The Fourth has the handy moment when he leaves Sarah-Jane, goes off to Gallifrey for 'The Deadly Assassin' and then lets Leela jump aboard. Whose to say those three adventures were straight after each other?
But the others get a little more complicated. You can go earlier than 'An Unearthly Child' for the First Doctor, but as I've discussed previously, it's Barbara and Ian jumping on-board that really make the Doctor, The Doctor.
The Second Doctor has Season 6B, which is about perfect, but The Doctor is very much in the employ of the CIA there. Five is an outright nightmare to not include one of the six companions he had with him, as one was always present as the new one was introduced. Big Finish had to resort to dropping a second companion into that period of extended travels with Peri I mentioned earlier.
The trick was finding the wiggle room, and sometimes it was a very tight fit. Moffat is explicitly giving writers of the expanded universe not just a bit of space to wiggle in, but their very own rooms in what is increasingly becoming a mansion of space. God forbid that Capaldi only does one season (in fact we're already past the point of that even being a possibility), but theoretically if he did, the fact that nearly every episode has him picking up and dropping Clara off gives writers who want to write about Season 8 Twelfth Doctor, but not Clara, wads of room to play in.
It's exactly the same deal when Amy and Rory take their break from the TARDIS. 'Dinosaurs on a Spaceship' is explicit with this very conceit with the Doctor inviting Queen Nefertiti and John Riddell to join in, both having experienced their own adventures with the Doctor and getting the offer to ride in the TARDIS for a bit.

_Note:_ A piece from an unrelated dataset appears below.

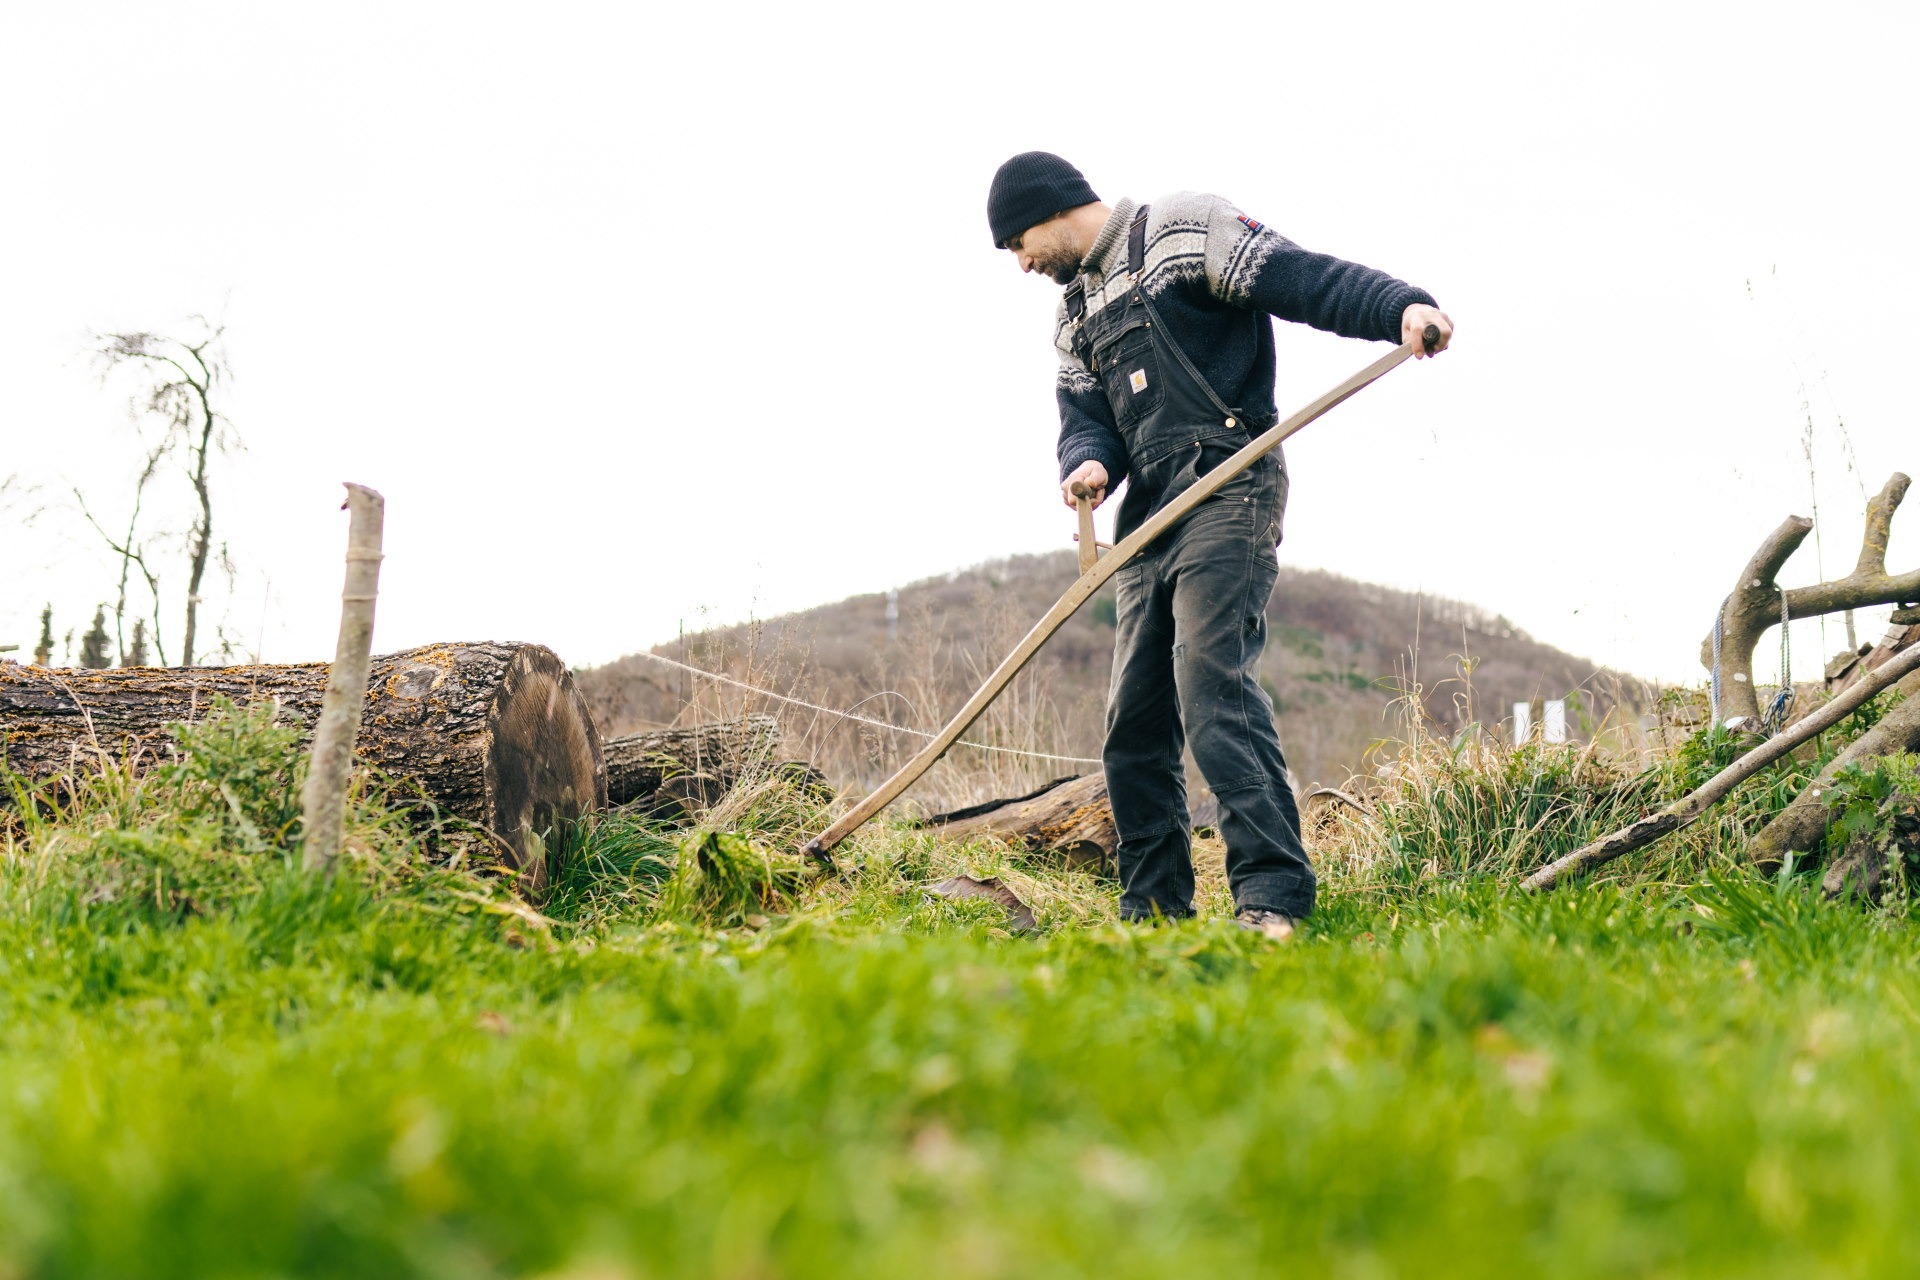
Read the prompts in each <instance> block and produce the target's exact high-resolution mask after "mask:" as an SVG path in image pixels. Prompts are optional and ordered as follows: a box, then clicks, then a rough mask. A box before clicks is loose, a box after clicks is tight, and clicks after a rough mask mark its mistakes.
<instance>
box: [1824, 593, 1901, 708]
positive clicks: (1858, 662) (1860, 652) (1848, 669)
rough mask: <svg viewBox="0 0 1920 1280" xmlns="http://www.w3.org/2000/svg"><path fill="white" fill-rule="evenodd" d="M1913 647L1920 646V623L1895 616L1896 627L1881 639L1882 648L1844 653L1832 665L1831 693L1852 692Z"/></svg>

Making it quite clear that while it might only be a few weeks between the Doctor's visits for the Ponds, it could be far longer for the Time Lord.

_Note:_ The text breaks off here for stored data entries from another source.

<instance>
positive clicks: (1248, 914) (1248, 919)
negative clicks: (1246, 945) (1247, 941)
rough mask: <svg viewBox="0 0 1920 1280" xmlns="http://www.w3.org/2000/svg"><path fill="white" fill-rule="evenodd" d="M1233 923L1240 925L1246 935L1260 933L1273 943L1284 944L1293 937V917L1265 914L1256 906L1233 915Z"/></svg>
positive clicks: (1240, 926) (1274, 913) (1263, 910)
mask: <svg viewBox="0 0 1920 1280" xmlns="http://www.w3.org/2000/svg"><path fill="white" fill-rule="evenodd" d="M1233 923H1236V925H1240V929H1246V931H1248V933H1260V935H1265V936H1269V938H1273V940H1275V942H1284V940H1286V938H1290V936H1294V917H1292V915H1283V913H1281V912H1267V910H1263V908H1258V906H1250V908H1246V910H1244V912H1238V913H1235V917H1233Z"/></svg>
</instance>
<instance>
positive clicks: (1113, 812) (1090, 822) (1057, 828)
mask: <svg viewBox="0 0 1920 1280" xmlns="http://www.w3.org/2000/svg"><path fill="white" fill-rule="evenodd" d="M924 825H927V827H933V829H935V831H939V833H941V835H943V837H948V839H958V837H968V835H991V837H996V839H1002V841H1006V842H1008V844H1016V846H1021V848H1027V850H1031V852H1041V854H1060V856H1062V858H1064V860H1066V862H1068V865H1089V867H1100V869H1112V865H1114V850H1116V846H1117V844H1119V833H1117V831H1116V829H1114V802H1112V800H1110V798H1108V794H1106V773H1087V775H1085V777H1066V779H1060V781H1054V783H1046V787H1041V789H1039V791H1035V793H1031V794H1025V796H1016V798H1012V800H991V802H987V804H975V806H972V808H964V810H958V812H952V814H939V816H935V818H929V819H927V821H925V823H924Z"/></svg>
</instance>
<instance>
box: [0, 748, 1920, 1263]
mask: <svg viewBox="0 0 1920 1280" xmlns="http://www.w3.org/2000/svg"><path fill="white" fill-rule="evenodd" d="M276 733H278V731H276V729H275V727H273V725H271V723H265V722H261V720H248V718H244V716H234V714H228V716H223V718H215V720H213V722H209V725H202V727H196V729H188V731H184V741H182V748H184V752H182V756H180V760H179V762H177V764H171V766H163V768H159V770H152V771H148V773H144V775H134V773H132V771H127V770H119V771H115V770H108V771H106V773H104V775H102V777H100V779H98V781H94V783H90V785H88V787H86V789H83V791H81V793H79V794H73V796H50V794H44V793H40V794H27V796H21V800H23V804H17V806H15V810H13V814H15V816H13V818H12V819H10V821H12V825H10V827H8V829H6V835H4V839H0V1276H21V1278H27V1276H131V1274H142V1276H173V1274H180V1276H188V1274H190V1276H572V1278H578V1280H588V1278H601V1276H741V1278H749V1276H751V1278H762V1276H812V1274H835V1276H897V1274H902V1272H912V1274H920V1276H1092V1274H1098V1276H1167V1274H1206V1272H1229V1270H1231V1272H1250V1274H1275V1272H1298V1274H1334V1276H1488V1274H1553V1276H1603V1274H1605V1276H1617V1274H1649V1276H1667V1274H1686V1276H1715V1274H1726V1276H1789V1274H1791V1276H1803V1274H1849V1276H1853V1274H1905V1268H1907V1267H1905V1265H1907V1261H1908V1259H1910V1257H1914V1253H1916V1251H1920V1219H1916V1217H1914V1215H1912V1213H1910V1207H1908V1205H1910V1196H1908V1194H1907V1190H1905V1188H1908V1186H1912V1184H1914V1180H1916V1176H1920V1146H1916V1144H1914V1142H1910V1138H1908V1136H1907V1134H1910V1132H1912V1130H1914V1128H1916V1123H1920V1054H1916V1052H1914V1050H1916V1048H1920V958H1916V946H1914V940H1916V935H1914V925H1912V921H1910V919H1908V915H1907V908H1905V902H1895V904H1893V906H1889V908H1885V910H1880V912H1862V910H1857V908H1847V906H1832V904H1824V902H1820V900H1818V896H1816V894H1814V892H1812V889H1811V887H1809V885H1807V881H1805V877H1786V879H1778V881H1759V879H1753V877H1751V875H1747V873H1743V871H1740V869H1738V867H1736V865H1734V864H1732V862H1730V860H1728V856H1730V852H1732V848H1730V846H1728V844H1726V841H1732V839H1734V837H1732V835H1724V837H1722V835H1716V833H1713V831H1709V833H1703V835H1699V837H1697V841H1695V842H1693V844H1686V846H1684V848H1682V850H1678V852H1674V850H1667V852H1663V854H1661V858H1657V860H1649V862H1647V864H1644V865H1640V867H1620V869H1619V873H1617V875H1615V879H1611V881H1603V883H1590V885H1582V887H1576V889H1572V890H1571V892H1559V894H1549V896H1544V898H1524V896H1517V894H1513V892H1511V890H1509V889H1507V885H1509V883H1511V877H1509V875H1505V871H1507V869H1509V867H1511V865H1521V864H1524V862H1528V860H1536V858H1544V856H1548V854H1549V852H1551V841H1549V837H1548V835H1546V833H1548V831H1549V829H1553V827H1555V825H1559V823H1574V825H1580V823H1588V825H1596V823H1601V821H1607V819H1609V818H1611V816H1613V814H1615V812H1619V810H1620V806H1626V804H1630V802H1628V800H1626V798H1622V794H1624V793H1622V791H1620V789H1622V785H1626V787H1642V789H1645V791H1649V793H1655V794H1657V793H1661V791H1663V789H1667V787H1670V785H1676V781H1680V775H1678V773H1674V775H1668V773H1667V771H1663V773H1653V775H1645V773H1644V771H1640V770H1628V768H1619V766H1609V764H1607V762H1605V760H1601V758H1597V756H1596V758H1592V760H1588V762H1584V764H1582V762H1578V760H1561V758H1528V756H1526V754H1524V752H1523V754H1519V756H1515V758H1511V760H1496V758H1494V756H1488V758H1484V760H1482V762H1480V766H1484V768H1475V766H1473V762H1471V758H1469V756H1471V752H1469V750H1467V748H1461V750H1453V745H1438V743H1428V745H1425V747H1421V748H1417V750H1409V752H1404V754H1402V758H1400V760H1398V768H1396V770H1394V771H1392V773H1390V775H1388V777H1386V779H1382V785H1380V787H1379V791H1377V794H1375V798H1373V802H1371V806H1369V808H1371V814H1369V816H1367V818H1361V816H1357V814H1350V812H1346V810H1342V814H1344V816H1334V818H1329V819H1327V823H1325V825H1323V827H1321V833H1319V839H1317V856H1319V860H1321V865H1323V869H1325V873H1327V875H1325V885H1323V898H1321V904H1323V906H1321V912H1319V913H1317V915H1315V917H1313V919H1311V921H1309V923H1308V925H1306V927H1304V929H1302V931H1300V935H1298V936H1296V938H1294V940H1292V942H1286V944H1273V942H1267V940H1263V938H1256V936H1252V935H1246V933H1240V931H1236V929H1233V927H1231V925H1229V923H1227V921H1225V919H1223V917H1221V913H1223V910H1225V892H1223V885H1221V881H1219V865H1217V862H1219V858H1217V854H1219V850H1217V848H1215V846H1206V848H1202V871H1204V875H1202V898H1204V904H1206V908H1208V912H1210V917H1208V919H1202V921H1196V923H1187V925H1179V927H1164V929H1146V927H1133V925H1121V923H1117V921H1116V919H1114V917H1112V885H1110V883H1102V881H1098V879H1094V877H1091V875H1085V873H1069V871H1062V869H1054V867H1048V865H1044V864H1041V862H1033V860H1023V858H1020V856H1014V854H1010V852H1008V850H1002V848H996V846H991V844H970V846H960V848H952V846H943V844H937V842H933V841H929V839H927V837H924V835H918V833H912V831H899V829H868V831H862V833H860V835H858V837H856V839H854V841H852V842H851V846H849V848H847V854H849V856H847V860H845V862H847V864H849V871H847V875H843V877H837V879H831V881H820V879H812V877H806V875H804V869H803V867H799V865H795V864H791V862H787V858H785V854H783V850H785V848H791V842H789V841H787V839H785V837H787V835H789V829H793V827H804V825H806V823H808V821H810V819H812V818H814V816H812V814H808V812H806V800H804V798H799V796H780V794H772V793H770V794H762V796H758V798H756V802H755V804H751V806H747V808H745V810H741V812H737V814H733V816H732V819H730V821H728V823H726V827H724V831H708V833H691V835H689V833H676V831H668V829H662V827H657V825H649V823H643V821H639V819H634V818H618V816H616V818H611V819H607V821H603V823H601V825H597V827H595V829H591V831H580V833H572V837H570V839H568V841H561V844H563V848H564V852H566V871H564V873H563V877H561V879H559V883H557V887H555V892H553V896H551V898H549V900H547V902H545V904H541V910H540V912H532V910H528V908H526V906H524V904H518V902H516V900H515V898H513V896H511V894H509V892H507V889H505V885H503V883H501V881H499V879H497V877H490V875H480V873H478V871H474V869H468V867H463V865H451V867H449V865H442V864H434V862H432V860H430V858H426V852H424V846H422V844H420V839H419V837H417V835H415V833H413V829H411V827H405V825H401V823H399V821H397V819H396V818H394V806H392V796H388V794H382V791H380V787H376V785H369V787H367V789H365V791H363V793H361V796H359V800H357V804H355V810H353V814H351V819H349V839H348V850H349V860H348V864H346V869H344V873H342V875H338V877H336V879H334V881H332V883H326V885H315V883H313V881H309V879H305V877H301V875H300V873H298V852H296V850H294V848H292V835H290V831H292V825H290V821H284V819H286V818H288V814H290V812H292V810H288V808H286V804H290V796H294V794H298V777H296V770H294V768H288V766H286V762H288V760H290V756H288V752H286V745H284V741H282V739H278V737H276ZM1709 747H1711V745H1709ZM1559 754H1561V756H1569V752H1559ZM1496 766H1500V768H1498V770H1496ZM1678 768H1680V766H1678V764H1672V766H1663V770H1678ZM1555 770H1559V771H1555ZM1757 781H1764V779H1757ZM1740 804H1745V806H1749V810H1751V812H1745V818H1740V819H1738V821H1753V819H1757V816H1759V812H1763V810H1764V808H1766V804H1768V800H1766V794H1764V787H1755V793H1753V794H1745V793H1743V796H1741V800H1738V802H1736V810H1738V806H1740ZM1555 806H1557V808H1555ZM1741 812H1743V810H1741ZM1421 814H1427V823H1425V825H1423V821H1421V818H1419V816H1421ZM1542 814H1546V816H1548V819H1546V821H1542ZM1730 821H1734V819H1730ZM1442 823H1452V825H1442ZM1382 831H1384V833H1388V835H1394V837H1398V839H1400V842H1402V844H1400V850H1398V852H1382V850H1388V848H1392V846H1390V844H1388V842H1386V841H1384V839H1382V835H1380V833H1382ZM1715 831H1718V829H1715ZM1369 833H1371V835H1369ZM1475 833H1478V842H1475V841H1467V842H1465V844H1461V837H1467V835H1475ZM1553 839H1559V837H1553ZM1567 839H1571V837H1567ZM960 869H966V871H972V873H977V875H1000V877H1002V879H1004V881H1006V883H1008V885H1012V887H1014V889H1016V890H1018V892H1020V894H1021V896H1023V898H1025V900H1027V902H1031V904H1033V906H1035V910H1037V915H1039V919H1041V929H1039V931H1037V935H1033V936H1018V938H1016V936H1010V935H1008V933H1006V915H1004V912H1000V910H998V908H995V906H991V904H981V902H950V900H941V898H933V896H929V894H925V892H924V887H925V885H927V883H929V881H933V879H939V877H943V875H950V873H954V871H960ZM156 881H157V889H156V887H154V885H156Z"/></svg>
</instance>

RTD did it too. For Tennant's last year, he shed any companions and went solo. We saw three of those adventures on TV, and fourth was shown digitally (Dreamland). Last year that huge chunk of time was used by Moffat himself for the Tenth Doctor's appearance in “Day of the Doctor” and Titan Comics are using it for their own series, though they also seem to have given the Doctor a proper companion, which is sort of defeating the point of that period in time.
It's understandable why. Both Davies and Moffat first got involved in Who during those Wilderness years. They're used to finding the cracks, and now they're seeding them for future writers. Sometimes you want something that is unique to your own, and for that you need a few gaps scattered around.
The novels and Big Finish have given us companions like Bernice Summerfield, who for those in the know rates as one highest companions. It leaves the field wide open for more people to come up with characters like Evelyn Smith and Frobisher, characters that are both great and would never get okayed by the BBC in one of their premier TV shows. Moffat's doing that, maybe a little too much, but when we're a few years removed and we want new stories of Matt Smith or Peter Capaldi's Doctors we'll be very glad of it.